Una profunda parálisis administrativa y fuertes cuestionamientos operativos colocaron en el centro de la polémica al Ministerio de Minería en Catamarca. Mientras los funcionarios provincionales promocionan a la provincia en foros internacionales como un polo de atracción de capitales, operadores del sector denuncian que la cartera minera local se transformó en un obstáculo constante que demora expedientes clave durante años y desalienta la llegada de nuevos proyectos exploratorios.
Pese a que el Código de Procedimientos Mineros reformado en 2020 fija un plazo de 60 días para emitir la Declaración de Impacto Ambiental (DIA), los trámites demoran en promedio hasta dos años. Casos como el de Pampa Exploración, que lleva más de un año y medio sin resolución para sus áreas en Tinogasta, o los cinco meses de idas y vueltas para la reactivación de Bajo La Alumbrera, confirman una lentitud burocrática que contrasta abiertamente con los plazos de cuatro semanas que ofrece la provincia vecina de Salta.
En los pasillos del organismo se apunta de lleno contra la Dirección Provincial de Gestión Ambiental Minera (DIPGAM), señalada como un filtro donde se acumulan expedientes sin definir. Operadores locales advierten que decisiones de alta complejidad técnica terminan delegadas en personal sin título habilitante, mientras los mandos jerárquicos evitan firmar autorizaciones por temor a quedar expuestos administrativamente, frenando inversiones que terminan emigrando hacia distritos como San Juan o Salta.
A esta inercia se suma la sospecha de un trato preferencial hacia grandes multinacionales.

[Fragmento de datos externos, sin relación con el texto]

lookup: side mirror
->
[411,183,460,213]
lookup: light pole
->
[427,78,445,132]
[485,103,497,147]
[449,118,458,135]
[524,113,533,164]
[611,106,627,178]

Mientras las pequeñas y medianas empresas afrontan exigencias interminables para explorar, corporaciones de gran escala como Rio Tinto o Zijin-LIEX obtienen aprobaciones a un ritmo acelerado, alimentando críticas sobre un doble estándar oficial en la evaluación de los proyectos y el manejo de los recursos naturales.
Vínculos familiares, falta de controles y pérdida del liderazgo frente a la región
Las sospechas de parcialidad alcanzaron a la Policía Minera a través de su director Luciano Morcos, excompañero laboral en una consultora privada de Carlos Regalado, hermano de la ministra Olga Teresita Regalado. La falta de experiencia previa del funcionario en fiscalización quedó expuesta tras el rescate de catorce operarios atrapados en un temporal en la Puna a quince grados bajo cero, episodio donde se omitieron los protocolos vigentes de monitoreo invernal y traslado seguro.
Este esquema de demoras y desmanejos técnicos provocó que la provincia quedara relegada en las inversiones registradas bajo el Régimen de Incentivo para Grandes Inversiones (RIGI). Con apenas 1.531 millones de dólares en proyectos propios, el territorio catamarqueño se ubica muy por detrás de los 13.473 millones de San Juan y de la cartera salteña, dejando a la actividad local con menos de una docena de firmas activas cuando podría albergar a un centenar.